A new study presented at the American Headache Society (AHS) Annual Meeting in Florida has found that CGRP monoclonal antibodies—a class of migraine prevention drugs hailed as a 'wonder drug' on the NHS—are associated with a 45% higher risk of miscarriage when used during the first trimester. The research, which analysed 7 ,579 pregnancies in 7,119 women aged 15 to 45 with a pre-pregnancy migraine diagnosis, compared outcomes among those using the injections,those on the beta-blocker propranolol, and those taking no medication. Current NHS guidance already advises that pregnant women or those trying to conceive should not use these drugs, but experts say the new data underscore the need for stronger reproductive safety precautions .

The 45% miscarriage risk figure — and what it compares to

According to the study presented at the AHS meeting, women who took CGRP monoclonal antibodies between eight and 12 weeks of pregnancy experienced a miscarriage rate of 5%, compared to just 2% among those taking propranolol alone. That 45% relative risk increase emerged from a dataset that included over 7,500 pregnancies across the three comparison groups. The drugs—erenumab, galcanezumab, fremanezumab, and eptinezumab—are currently approved in the UK for patients with at least four migraine days per month who have failed three or more other preventive medications. The findings do not question the drugs' efficacy for the general population,but they introduce a critical reproductive safety signal that the source report says warrants a closer look at prescribing practices.

Why the drug's 5-month clearance window complicates pregnancy planning

Professor Vincent Martin, director of the Headache and Facial Pain Center at the University of Cincinnati Gardner Neuroscience , explained to the study's authors that the pharmacokinetics of CGRP monoclonal antibodies pose a unique challenge. 'When you give CGRP therapies by injection, they stay in the body for 5 months, so this is an issue that could come up with a lot of different patients where they have an unexpected pregnancy, or maybe they don't even know that they should be off of therapy for five months before trying to get pregnant,' he said. This prolonged presence means that even if a woman stops treatment upon learning she is pregnant, the drug may still be active during the critical first trimester. The source report highlights that this factor complicates clinical management and underscores the importance of preconception counseling for women of childbearing potential.

What NHS guidance already says — and what this study adds

The NHS has recommended against using CGRP monoclonal antibodies in pregnancy since the drugs were approved in March 2020. However,the source report notes that the new data from the AHS meeting adds statistical weight to that precaution. The investigator of the study, Dr Leah Flatman from the Centre Hospitalier Universitaire Sainte-Justine in Montreal, stated, 'These results support cautious use of anti-CGRP therapies and emphasize the importance of preconception counseling for women of childbearing potential. They also highlight the need for future safety research of pregnancy,including studies of fetal and long-term offspring outcomes.' For the roughly seven million migraine sufferers in the UK—where women are three times more likely to be affected than men—the study reinforces that significant benefits for migraine control must be balanced against potential fetal risks.

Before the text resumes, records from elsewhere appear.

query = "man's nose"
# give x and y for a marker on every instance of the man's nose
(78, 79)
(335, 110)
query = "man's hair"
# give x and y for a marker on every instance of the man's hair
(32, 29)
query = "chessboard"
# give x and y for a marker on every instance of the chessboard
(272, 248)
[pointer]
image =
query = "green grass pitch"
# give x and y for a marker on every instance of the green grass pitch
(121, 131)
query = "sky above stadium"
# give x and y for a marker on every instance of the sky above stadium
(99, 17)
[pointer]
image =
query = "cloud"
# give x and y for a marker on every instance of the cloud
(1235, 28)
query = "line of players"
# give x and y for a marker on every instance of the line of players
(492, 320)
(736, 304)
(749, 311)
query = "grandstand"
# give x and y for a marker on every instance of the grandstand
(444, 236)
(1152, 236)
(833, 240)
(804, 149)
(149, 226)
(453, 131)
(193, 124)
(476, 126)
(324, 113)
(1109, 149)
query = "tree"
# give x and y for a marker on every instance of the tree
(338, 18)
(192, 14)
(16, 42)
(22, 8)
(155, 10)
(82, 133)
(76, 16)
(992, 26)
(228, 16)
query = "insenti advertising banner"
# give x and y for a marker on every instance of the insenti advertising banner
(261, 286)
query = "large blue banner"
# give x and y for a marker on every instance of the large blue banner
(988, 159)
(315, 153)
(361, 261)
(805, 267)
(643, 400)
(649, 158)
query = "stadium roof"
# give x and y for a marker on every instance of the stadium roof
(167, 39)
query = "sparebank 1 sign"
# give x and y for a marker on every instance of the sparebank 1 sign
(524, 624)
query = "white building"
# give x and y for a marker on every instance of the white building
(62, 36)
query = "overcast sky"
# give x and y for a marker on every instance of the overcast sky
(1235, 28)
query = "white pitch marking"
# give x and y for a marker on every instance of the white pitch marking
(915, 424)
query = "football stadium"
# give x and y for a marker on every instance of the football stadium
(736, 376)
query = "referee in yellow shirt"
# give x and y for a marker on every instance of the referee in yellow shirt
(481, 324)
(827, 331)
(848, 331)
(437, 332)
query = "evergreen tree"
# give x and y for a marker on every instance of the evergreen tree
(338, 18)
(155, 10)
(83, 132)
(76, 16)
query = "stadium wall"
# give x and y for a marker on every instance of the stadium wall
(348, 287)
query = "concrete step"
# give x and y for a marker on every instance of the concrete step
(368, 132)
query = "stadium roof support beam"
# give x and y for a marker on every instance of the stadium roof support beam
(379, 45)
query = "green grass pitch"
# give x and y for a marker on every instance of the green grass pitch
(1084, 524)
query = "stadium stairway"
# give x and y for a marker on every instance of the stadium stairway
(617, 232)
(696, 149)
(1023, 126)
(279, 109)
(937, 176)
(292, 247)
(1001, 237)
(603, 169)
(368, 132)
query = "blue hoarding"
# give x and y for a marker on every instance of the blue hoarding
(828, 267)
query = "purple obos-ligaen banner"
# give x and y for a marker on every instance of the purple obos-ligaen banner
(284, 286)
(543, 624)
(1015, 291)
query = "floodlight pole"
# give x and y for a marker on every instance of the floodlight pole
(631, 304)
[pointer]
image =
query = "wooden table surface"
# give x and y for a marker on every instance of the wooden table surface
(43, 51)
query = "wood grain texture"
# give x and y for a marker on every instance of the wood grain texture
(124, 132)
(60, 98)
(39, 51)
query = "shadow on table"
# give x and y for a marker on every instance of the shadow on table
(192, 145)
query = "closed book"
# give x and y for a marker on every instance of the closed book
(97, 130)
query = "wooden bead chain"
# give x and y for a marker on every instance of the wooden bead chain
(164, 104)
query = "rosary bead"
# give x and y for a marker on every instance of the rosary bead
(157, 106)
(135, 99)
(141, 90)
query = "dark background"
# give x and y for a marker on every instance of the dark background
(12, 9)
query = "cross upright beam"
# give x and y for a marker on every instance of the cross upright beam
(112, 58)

The missing data: fetal outcomes and long-term offspring safety

While the study provides the largest analysis to date on early pregnancy exposure to CGRP monoclonal antibodies, it leaves several questions unanswered. the data presented at the AHS meeting only covers miscarriage rates in the first trimester; it does not address potential effects on fetal development throughout the rest of pregnancy or on the health of children after birth. As Dr Flatman acknowledged, 'future safety research of pregnancy, including studies of fetal and long-term offspring outcomes' is needed. Additionally, the source report does not specify how many of the women on CGRP mAbs were using them in line with NHS criteria versus off-label, nor does it detail the time between last injection and conception. Those variables would matter for clinicians trying to assess individual risk.